Thursday, October 27, 2005

Cool new armor technology

A friend alerted me to this.  It's right out of Star Trek 4, if you are a Trekkie geek like us, you'll know what I'm talking about.  The boys go back in time to San Francisco circa 1986 and in the midst of their trials, Scotty teaches some industrialist to create this transparent aluminum that's stronger than steel.  It's supposed to be futuristic.

WRIGHT-PATTERSON AIR FORCE BASE, Ohio (AFPN) -- Engineers here are testing a new kind of transparent armor -- stronger and lighter than traditional materials -- that could stop armor-piercing weapons from penetrating vehicle windows.
The Air Force Research Laboratory's materials and manufacturing directorate is testing aluminum oxynitride -- ALONtm -- as a replacement for the traditional multi-layered glass transparencies now used in existing ground and air armored vehicles.

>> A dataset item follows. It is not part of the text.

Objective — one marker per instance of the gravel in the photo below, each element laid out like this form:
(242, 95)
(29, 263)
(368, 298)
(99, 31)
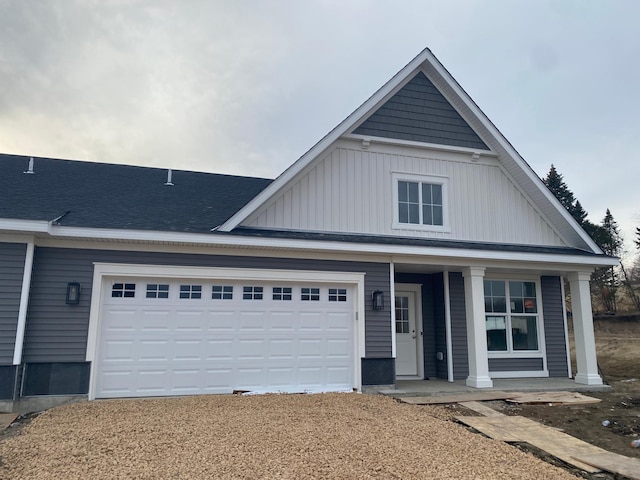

Traditional transparent armor is thick layers of bonded glass. The new armor combines the transparent ALONtm piece as a strike plate, a middle section of glass and a polymer backing. Each layer is visibly thinner than the traditional layers.

ALONtm is virtually scratch resistant, offers substantial impact resistance, and provides better durability and protection against armor piercing threats, at roughly half the weight and half the thickness of traditional glass transparent armor, said the lieutenant.

In a June 2004demonstration, an ALONtm test pieces held up to both a .30 caliber Russian M-44 sniper rifle and a .50 caliber Browning Sniper Rifle with armor piercing bullets. While the bullets pierced the glass samples, the armor withstood the impact with no penetration.

Mr. Hoffman also pointed out the benefit of durability with ALONtm.

    "Eventually, with a conventional glass surface, degradation takes place and results in a loss of transparency," Mr. Hoffman said. "Things such as sand have little or no impact on ALONtm, and it probably has a life expectancy many times that of glass."
    The scratch-resistant quality will greatly increase the transparency of the armor, giving military members more visual awareness on the battlefield.